UNITED NATIONS (AP) — Sudan’s military must rebuild trust with the opposition, especially the young generation who feel betrayed by its seizure of power in an Oct. 25 coup that sparked the greatest crisis in the country’s political transition, the U.N. special envoy for Sudan said Friday.
Volker Perthes told the U.N. Security Council that “immediate confidence building measures and a visible commitment to bring the country back on a democratic transition path will be key.” He said Sudan will also have to take “demonstrable steps” for the international community to restore financial, economic and political support.
“This crisis is not over yet, but discussions on a way forward have begun,” he said.
The military takeover upended a fragile planned transition to democratic rule more than two years after a popular uprising forced the removal of longtime autocrat Omar al-Bashir and his Islamist government. Gen. Abdel-Fattah Burhan, who now heads the ruling body, and other military leaders dissolved the transitional government and arrested dozens of officials and politicians.
Prime Minister Abdalla Hamdok was reinstated last month amid international pressure in a deal that calls for an independent technocratic Cabinet under military oversight led by him. The agreement included the release of government officials and politicians detained since the coup.
The Nov. 21 deal, however, was rejected by the pro-democracy movement, which insists power be handed over to a civilian government to lead the transition. Their protests, which saw thousands of Sudanese back on the streets in Khartoum and other cities Monday, follow the slogan: “No negotiations, no compromise, no power-sharing” with the military.
Perthes said he cautiously welcomed the Nov. 21 agreement though it is “far from perfect.” But he said it can help avoid more bloodshed and provide a step toward dialogue and return to constitutional order.
At least 44 people were killed and hundreds injured in protests triggered by the coup, which Perthes blamed on “excessive use of force by security forces.”
“This has deepened the crisis and mobilized the so-called `street,’ which continues to organize regular mass demonstrations,” he said. “Many feel betrayed by the coup, and now reject any negotiations or partnership with the military.”
Perthes said the U.N. political mission in Sudan is prepared to facilitate a dialogue to address unresolved issues for the transitional period as well as broader questions for a new constitution.
He said progress in bridging the divide can be measured by a small number of short-term and medium-term indicators.
“For the immediate term, the main indicator has been the release of all political detainees, cease of arbitrary arrests, and the guarantee of the right to peaceful protest and assembly,” Perthes said. “Almost all civilians arrested since the coup have been released, which is a welcome step.”

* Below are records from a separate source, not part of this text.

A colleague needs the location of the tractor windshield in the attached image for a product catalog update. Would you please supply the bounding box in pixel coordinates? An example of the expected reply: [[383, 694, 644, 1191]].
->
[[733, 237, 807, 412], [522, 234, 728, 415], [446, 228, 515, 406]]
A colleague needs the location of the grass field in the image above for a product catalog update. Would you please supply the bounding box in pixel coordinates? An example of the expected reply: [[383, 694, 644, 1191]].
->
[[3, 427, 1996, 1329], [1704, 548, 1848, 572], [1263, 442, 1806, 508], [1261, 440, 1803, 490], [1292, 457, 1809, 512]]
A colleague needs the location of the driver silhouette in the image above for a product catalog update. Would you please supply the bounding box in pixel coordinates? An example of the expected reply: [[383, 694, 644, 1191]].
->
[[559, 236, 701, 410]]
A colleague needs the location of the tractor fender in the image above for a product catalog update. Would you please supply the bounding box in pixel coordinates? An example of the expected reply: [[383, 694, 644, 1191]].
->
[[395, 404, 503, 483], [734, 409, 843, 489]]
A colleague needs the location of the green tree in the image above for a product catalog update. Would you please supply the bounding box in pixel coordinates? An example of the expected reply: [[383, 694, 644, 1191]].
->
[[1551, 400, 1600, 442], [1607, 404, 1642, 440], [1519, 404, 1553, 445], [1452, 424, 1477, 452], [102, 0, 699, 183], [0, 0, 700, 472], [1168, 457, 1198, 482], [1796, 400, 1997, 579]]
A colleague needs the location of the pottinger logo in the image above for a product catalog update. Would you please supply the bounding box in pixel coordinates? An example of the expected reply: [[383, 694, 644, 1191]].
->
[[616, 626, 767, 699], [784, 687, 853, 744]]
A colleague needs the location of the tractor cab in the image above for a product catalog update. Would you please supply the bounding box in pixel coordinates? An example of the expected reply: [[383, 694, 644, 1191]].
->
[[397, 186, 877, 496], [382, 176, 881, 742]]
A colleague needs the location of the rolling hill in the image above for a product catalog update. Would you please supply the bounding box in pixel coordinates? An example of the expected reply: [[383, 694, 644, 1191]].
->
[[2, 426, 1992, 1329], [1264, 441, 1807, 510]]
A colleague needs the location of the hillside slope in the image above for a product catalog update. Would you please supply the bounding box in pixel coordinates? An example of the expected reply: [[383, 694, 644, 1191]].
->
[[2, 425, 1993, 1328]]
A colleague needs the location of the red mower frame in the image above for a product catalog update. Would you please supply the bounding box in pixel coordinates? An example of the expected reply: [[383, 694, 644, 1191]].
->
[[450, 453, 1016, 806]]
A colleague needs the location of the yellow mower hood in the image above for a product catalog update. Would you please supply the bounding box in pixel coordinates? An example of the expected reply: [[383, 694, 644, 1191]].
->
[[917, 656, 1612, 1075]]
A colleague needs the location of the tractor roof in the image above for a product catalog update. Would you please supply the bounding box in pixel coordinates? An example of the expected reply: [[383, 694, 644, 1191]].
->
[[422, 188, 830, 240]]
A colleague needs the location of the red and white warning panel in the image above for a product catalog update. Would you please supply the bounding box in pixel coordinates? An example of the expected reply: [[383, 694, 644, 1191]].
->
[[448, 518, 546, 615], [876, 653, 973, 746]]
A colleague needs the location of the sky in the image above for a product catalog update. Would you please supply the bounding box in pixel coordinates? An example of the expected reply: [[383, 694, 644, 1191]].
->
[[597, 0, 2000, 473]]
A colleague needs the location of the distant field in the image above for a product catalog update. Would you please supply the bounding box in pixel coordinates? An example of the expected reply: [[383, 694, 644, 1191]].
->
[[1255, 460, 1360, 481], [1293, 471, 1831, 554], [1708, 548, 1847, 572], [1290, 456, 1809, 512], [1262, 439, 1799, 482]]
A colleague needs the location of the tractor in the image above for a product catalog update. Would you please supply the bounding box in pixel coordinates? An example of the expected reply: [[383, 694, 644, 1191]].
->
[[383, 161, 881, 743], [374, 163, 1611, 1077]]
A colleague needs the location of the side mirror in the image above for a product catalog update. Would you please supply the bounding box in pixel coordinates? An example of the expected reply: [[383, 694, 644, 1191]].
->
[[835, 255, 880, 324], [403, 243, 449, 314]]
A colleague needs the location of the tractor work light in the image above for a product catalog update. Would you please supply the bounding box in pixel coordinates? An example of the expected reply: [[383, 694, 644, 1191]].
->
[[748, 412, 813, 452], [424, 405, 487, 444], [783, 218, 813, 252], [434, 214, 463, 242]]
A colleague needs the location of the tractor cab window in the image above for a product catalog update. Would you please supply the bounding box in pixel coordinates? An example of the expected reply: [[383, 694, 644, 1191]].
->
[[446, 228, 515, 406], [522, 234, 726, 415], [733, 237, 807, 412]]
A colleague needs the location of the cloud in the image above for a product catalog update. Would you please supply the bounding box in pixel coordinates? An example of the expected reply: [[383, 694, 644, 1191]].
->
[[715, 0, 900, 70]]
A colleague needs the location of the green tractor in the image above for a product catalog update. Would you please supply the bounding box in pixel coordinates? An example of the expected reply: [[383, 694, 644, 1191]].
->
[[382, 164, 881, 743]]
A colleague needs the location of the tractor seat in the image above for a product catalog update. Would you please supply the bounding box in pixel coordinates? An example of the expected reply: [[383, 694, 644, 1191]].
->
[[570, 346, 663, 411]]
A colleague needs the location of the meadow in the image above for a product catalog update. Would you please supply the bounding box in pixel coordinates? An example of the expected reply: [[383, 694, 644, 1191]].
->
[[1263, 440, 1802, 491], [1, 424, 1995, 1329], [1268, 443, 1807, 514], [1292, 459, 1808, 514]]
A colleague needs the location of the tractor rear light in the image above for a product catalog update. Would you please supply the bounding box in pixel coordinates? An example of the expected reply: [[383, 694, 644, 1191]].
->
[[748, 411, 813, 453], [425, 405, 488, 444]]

But he said arbitrary arrests are reportedly continuing, especially during demonstrations.
Military and political leaders have promised to investigate the use of deadly violence against demonstrators, Perthes said accountability for human rights violations since the coup will be seen “as a critical indicator for progress, and could help to rebuild confidence.”
The U.N. envoy said three other important short-term indicators should also be watched: the ability of the prime minister to freely form a Cabinet of technocrats, the lifting of the state of emergency declared Oct. 25, and the restoration of freedom of the press.
Over the next few months, Perthes said, “the main indicator for a return to a democratic transition path will be the restoration of political space” that is particularly important ahead of elections in July 2023 when power is to be handed over to an elected civilian government. He said elections may even be held earlier than planned.
The U.N. envoy said the decision by donors to “pause” development assistance to Sudan after the coup “is having significant impact on the livelihoods of the Sudanese people and risks rolling back the hard-won achievements of the last two years.”
While those in power need to regain the trust of the international community, Perthes urged council members and donors “to take a balanced approach and not to pause aid for too long, and consider the speedy resumption of funding” for health services and livelihoods “to ensure that the Sudanese people do not continue to bear the brunt of the political crisis.”
Perthes also expressed deep concern at the resurgence of intercommunal conflicts and banditry in Darfur, Blue Nile and the Kordofans where the U.N. has received reports of “a significant rise in the killing of civilians, destruction of property and displacements, as well as sexual violence against women and girls.”